Word Segmentation

How do infants come to identify words in the speech stream? As adults, we break up speech into words with such ease that we often think that there are audible pauses between words in the same sentence. However, unlike some written languages, speech does not have any completely reliable markers for the breaks between words (Cole and Jakimik, 1980). In fact, languages vary on how they signal the ends of words (Cutler and Carter, 1987), which makes the task even more daunting. Adults at least have a lexicon they can use to recognize familiar words, but when an infant is first born, they do not have a pre-existing lexicon to consult. In spite of these challenges, by the age of six months infants can begin to segment words out of speech (Bortfeld et al., 2005). The goal of my research was to use evidence from infant language acquisition research to build an efficient unsupervised word segmentation system.

PHOCUS

Since the publication of our JCL article, we discovered an error in how the phoneme trigram probabilities were calculated. Essentially, only the trigram probabilities were being multiplied together, whereas the word-initial bigram probability should also have been included to properly follow the chain rule. The updated implementation of PHOCUS is available here.

Publications

Blanchard, Daniel (2011). Unsupervised Word Segmentation: An Investigation of Sub-word Features. University of Delaware PhD Thesis Proposal.
Blanchard, Daniel, Jeffrey Heinz, and Roberta Golinkoff (2010). Modeling the contribution of phonotactic cues to the problem of word segmentation. Journal of Child Language vol. 37 (3) pp. 487-511. (Full results and segmenter code as it was at time of paper submission.)
Blanchard, Daniel and Jeffrey Heinz (2008). Improving Word Segmentation by Simultaneously Learning Phonotactics. CoNLL 2008: Proceedings of the 12th Conference on Computational Natural Language Learning, pp. 65–72.

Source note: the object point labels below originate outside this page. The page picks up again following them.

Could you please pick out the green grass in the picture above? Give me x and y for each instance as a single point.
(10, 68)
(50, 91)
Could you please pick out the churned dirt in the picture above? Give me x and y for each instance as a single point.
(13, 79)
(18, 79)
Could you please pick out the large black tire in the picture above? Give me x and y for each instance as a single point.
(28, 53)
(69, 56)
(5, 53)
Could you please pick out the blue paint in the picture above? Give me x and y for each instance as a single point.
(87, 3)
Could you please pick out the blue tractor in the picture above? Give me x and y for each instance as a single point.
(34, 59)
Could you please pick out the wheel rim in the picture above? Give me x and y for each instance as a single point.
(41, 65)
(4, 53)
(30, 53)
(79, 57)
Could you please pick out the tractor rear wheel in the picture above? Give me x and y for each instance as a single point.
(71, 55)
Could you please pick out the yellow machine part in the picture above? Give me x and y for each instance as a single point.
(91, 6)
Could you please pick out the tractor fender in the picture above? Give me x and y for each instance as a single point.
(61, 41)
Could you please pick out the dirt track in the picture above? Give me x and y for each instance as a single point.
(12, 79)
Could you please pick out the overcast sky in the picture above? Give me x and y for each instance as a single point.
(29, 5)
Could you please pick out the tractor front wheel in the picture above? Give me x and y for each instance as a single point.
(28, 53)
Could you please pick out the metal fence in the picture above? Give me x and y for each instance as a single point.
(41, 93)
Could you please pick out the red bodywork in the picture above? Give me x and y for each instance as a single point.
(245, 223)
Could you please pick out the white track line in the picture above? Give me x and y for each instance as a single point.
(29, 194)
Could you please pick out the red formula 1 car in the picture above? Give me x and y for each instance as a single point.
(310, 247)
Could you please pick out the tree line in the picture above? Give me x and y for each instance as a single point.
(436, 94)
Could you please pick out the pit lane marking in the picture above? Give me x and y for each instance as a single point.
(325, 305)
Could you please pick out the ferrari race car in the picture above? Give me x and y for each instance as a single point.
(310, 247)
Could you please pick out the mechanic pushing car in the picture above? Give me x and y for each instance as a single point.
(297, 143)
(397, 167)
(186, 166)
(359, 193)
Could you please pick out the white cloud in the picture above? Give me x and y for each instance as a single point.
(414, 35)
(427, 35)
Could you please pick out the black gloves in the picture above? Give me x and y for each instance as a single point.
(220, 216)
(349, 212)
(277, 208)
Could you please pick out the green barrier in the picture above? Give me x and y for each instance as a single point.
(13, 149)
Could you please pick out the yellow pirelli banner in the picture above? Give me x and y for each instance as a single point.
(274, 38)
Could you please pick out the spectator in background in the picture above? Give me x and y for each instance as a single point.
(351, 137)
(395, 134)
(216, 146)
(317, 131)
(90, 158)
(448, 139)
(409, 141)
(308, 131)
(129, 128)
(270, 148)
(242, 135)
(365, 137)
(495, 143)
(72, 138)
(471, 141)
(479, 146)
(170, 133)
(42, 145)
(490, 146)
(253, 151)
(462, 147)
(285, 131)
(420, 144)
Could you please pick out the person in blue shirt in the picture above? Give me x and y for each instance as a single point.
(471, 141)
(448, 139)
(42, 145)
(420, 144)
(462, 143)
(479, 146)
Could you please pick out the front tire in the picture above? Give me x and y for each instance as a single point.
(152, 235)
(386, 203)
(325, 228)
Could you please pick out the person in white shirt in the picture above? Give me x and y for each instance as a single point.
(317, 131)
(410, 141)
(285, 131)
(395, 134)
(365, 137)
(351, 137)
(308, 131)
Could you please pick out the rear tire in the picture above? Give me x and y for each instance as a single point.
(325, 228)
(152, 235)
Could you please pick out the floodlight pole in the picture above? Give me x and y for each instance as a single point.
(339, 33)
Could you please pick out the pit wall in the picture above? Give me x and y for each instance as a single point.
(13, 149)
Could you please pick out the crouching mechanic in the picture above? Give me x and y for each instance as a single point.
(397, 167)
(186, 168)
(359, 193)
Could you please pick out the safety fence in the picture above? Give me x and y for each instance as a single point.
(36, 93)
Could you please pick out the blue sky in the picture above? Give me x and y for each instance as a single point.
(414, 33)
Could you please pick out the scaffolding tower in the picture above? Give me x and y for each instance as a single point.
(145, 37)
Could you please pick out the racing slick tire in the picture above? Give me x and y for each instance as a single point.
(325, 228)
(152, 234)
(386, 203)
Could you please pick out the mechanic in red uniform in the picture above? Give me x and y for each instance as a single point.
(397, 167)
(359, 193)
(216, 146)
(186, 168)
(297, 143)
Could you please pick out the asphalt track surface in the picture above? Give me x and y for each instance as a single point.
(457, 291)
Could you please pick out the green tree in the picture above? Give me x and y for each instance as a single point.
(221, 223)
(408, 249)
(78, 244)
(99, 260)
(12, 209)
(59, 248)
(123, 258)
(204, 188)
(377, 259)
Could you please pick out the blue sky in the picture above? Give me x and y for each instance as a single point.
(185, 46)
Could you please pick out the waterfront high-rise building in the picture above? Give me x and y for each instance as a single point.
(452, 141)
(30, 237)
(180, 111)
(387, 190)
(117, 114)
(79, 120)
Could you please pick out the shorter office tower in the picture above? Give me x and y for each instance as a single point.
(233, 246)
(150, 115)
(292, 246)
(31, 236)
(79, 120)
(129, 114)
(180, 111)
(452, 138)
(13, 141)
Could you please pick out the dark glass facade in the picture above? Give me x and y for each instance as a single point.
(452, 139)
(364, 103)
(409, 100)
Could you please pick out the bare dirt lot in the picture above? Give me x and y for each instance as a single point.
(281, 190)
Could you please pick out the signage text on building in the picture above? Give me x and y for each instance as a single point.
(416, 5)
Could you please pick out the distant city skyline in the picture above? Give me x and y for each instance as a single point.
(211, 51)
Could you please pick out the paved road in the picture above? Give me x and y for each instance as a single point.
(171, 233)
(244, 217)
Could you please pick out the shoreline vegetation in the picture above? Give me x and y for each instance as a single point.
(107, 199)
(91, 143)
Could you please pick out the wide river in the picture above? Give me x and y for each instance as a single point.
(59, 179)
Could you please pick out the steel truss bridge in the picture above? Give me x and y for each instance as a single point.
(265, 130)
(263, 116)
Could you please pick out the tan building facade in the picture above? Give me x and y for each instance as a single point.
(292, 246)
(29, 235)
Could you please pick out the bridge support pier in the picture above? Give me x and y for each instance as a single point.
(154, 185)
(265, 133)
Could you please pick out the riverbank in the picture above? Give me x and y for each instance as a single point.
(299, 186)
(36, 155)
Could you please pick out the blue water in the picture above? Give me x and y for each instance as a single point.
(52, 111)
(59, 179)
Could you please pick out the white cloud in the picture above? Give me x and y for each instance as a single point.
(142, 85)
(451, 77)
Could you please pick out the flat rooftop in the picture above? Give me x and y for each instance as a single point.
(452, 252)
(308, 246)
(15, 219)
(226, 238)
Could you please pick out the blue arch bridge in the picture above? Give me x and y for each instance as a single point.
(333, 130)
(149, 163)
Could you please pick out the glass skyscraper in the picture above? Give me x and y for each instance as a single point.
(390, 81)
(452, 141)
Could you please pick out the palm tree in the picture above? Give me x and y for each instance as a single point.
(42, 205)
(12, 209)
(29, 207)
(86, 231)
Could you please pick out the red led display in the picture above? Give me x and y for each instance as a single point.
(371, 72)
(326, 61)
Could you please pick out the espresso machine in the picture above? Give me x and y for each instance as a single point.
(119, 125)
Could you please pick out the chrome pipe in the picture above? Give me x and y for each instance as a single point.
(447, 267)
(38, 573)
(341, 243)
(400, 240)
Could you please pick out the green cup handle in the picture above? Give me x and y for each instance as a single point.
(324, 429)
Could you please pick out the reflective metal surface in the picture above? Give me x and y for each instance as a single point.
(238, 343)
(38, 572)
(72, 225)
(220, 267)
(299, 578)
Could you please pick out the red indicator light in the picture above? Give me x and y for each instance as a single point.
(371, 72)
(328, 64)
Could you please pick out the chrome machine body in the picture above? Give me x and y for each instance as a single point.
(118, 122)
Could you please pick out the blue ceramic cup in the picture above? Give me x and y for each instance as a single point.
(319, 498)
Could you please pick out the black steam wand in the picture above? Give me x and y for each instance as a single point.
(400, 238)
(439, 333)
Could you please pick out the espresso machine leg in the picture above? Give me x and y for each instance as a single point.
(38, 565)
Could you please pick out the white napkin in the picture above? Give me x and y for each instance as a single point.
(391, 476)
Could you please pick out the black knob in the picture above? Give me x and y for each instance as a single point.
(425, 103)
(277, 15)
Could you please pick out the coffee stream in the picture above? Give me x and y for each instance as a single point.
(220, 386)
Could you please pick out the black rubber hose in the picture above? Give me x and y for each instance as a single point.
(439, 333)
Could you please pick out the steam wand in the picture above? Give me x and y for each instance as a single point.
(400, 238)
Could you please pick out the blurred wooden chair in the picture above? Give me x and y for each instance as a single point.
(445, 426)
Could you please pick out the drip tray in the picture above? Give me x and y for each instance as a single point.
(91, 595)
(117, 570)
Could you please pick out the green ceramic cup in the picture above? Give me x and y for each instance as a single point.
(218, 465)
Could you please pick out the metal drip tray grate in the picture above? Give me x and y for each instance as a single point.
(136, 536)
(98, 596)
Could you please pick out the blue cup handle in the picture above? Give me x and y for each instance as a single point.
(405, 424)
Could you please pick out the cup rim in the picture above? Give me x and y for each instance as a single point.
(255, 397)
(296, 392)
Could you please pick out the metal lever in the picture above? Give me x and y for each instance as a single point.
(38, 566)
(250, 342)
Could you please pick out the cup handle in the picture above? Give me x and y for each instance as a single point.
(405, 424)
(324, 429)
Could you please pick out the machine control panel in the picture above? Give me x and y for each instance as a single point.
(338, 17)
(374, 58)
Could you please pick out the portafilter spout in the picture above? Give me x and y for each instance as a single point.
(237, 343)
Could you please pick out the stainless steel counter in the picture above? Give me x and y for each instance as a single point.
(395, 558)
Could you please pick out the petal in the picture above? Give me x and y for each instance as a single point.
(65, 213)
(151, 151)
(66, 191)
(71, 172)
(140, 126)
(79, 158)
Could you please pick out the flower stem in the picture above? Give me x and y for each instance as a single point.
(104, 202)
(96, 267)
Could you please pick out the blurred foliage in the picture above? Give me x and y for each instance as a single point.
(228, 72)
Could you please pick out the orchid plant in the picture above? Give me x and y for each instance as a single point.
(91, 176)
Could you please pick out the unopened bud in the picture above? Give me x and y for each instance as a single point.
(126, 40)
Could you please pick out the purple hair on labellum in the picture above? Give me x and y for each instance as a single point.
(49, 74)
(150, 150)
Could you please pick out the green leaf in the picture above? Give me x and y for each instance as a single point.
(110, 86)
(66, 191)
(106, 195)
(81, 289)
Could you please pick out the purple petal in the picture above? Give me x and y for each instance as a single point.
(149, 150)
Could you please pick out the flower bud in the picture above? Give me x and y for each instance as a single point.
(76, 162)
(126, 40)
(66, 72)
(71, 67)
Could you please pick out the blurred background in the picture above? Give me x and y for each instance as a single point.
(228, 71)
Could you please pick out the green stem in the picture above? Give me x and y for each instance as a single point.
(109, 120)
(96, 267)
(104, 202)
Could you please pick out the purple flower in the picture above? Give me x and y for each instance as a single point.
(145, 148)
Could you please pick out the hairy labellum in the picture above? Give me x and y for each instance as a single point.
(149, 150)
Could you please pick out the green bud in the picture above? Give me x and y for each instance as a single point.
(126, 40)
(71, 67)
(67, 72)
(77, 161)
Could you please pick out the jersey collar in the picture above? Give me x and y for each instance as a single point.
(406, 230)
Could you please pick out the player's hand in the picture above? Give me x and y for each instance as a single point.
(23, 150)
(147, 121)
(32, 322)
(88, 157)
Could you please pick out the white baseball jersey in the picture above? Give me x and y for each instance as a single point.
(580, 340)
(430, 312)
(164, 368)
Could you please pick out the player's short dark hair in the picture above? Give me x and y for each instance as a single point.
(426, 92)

Goldwater, Sharon, Thomas Griffiths, and Mark Johnson (2009). A Bayesian Framework for Word Segmentation: Exploring the Effects of Context. Cognition.
Fleck, Margaret (2008). Lexicalized phonotactic word segmentation. Proceedings of ACL-08: HLT, pp. 130–138.
Johnson, Mark (2008). Using adaptor grammars to identify synergies in the unsupervised acquisition of linguistic structure. Proceedings of ACL-08: HLT, pp. 398–406.
Johnson, Mark (2008). Unsupervised word segmentation for Sesotho using Adaptor Grammars. SIGMORPHON 2008: Proceedings of the Tenth Meeting of the ACL Special Interest Group on Computational Morphology and Phonology, pp. 20–27.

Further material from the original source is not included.